On 2024-04-26 2:41 p.m., Mingwei Zhang wrote:
>>> So this requires vcpu->pmu has two pieces of state information: 1) the
>>> flag similar to TIF_NEED_FPU_LOAD; 2) host perf context info (phase #1
>>> just a boolean; phase #2, bitmap of occupied counters).
>>>
>>> This is a non-trivial optimization on the PMU context switch. I am
>>> thinking about splitting them into the following phases:
>>>
>>> 1) lazy PMU context switch, i.e., wait until the guest touches PMU MSR
>>> for the 1st time.
>>> 2) fast PMU context switch on KVM side, i.e., KVM checking event
>>> selector value (enable/disable) and selectively switch PMU state
>>> (reducing rd/wr msrs)
>>> 3) dynamic PMU context boundary, ie., KVM can dynamically choose PMU
>>> context switch boundary depending on existing active host-level
>>> events.
>>> 3.1) more accurate dynamic PMU context switch, ie., KVM checking
>>> host-level counter position and further reduces the number of msr
>>> accesses.
>>> 4) guest PMU context preemption, i.e., any new host-level perf
>>> profiling can immediately preempt the guest PMU in the vcpu loop
>>> (instead of waiting for the next PMU context switch in KVM).
>> I'm not quit sure about the 4.
>> The new host-level perf must be an exclude_guest event.
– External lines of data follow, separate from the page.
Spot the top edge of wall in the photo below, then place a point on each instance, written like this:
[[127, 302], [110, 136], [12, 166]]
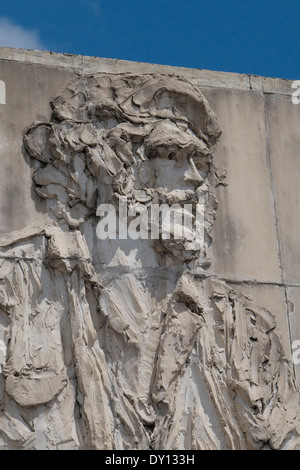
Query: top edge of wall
[[200, 77]]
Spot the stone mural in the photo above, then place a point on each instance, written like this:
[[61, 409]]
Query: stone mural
[[127, 341]]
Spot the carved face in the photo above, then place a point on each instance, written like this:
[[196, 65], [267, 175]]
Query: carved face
[[145, 138]]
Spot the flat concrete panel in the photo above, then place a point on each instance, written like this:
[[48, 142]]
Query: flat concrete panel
[[293, 296], [283, 119], [245, 243]]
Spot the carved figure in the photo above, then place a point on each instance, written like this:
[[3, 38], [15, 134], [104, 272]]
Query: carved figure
[[132, 344]]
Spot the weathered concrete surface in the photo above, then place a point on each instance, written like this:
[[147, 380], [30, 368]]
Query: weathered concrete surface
[[254, 253]]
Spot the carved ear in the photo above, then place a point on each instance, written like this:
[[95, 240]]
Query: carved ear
[[36, 141]]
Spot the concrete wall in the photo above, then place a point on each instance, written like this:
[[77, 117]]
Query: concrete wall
[[256, 234]]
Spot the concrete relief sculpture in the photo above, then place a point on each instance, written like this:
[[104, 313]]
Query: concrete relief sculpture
[[113, 335]]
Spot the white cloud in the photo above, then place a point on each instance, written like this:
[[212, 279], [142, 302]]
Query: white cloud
[[13, 35]]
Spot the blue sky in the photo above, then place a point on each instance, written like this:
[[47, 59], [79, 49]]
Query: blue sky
[[244, 36]]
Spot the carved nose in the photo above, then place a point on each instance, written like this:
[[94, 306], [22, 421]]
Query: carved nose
[[192, 175]]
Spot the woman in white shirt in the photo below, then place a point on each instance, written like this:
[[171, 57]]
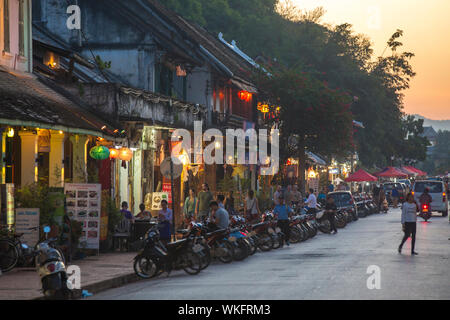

It should not be
>> scheduled when a guest is using the PMU. Why do we want to preempt the
>> guest PMU? The current implementation in perf doesn't schedule any
>> exclude_guest events when a guest is running.
> right. The grey area is the code within the KVM_RUN loop, but
> _outside_ of the guest. This part of the code is on the "host" side.
> However, for efficiency reasons, KVM defers the PMU context switch by
> retaining the guest PMU MSR values within the loop. 

I assume you mean the optimization of moving the context switch from
VM-exit/entry boundary to the vCPU boundary.

> Optimization 4
> allows the host side to immediately profiling this part instead of
> waiting for vcpu to reach to PMU context switch locations. Doing so
> will generate more accurate results.

If so, I think the 4 is a must to have. Otherwise, it wouldn't honer the
definition of the exclude_guest. Without 4, it brings some random blind
spots, right?

> 
> Do we want to preempt that? I think it depends. For regular cloud
> usage, we don't. But for any other usages where we want to prioritize
> KVM/VMM profiling over guest vPMU, it is useful.
> 
> My current opinion is that optimization 4 is something nice to have.
> But we should allow people to turn it off just like we could choose to
> disable preempt kernel.

The exclude_guest means everything but the guest. I don't see a reason
why people want to turn it off and get some random blind spots.

Thanks,
Kan